Tags
Bach, cantatas, Collegium Vocale Gent, Dominique Verkinderen, Dorothee Mields, Hana Blazikova, John Eliot Gardiner, Mark Padmore, Peter Kooy, Phlippe Herreweghe

The soprano part of cantata 95 Christus, der ist mein Leben. Staatsbibliothek zu Berlin – Preußischer Kulturbesitz
After all his experimenting with the form of the cantata last week, Bach keeps exploring how he can build a cantata based on chorale melodies and chorale texts. As a result, this week’s cantata 95 Christus, der ist mein Leben again takes a unique place in Bach’s cantata collection: it features no less than four different chorales, all part of the Sterbe-lieder (Deathbed songs) that were very popular in Leipzig at the time: Christus, der ist mein Leben; Mit Fried und Freud, ich fahr dahin; Valet will ich dir geben; and Weil du vom Tod erstanden bist.
I recommend Herreweghe’s recording of this cantata. Listen to this recording on YouTube, or on Spotify. Support the artists and purchase this recording on Amazon. (Or find them in the Amazon stores for Germany and France)
Soloists: soprano Dorothee Mields, counter-tenor Matthew White, tenor Hans Jörg Mammel, bass Thomas E. Bauer. Choir sopranos: Dorothee Mields, Hana Blazikova, Dominique Verkinderen.

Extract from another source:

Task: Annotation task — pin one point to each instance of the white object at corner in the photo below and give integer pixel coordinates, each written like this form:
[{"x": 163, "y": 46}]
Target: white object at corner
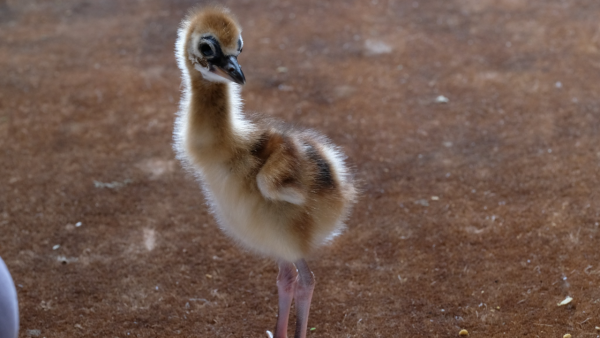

In the manuscript of the soprano part pictured above, it is interesting to note the dynamic markings for the text “Sterben ist mein Gewinn.” Dynamics are not very common in Bach manuscripts, but, as Alfred Dürr points out, Leipzig had a strong tradition of singing softly and slowly on the word “Sterben,” and singing loudly on “ist mein Gewinn,” going back at least to 1629. In that year, then Thomaskantor Johann Hermann Schein wrote this note for his singers:
“da singen sie adagio mit einem sehr langsamen Tactu, weiln in solchen versiculis verba emphatica enthalten” (here you should sing adagio in a very slow tempo, because verses like these contain emphatic words)
How Herreweghe’s sopranos sing this Sterben ist mein Gewinn in the first chorale takes my breath away, and this is the most important reason why I prefer this recording. Having grown accustomed to the boy choirs of the Leonhardt and Harnoncourt recordings in the 1970s, my parents, sister, and I were blown away by Herreweghe’s Collegium Vocale Gent when their first CDs started coming out in the late 1980s and early 1990s.
My mother was especially taken by the sound and blend of the sopranos, and “Herreweghe sopranos” became a household term in our family. After attending a performance by a different group, we would often say to each other: “it was nice, but they are not Herreweghe sopranos….,” and sigh a little.
In an interview on the DVD “Herreweghe by himself” Herreweghe says about the process of auditioning them: “they have to be young women, good singers of course, with the right voice for our group, but also a certain … piousness.” **
Whether you agree with that or not, I always have to think of that quote when I see and hear Dorothee Mields sing. Her recitative and chorale are out of this world. Watch a wonderful interview with her here.
This cantata is all about longing for life after death, and over the course of the cantata these statements are made: I will be happy to die (opening movement), because life on earth is worthless (soprano recitative). Saying goodbye to that will be freeing (soprano chorale), so please can I die as soon as possible (tenor recitative and aria), because death is only a sleep (bass recitative) from which I will wake up to join Jesus, who has gone before me (closing chorale).
The outstanding tenor aria features Bach’s signature “death bells” in the pizzicato strings. Bach uses these “Leichenglocken” also in cantatas 73, 8, 105, 127, 161, and 198. [Thanks again to Eduard van Hengel for this list]. For an alternative recording of this movement, with gorgeous singing by Mark Padmore, listen to the Gardiner recording on Spotify.
The concept of death being only a short period of sleep after which the dying person wakes up to meet Jesus in the afterlife was an extremely important part of 18th-century Lutheran faith. When dealing with death on a daily basis, it was comforting to believe that death would ultimately lead to paradise. And by stressing this concept, Bach also refers to the Gospel for this 16th Sunday after Trinity. It is the story of the miracle at Nain: a young man who has died is carried out of the city and then woken up by Jesus.
Wieneke Gorter, September 11, 2016, with links updated November 15, 2019
** the statement that they should be young women was only correct in the very beginning, Dominique Verkinderen (founding member, long-time staff member, director of auditions) was still singing in the soprano section when I wrote this.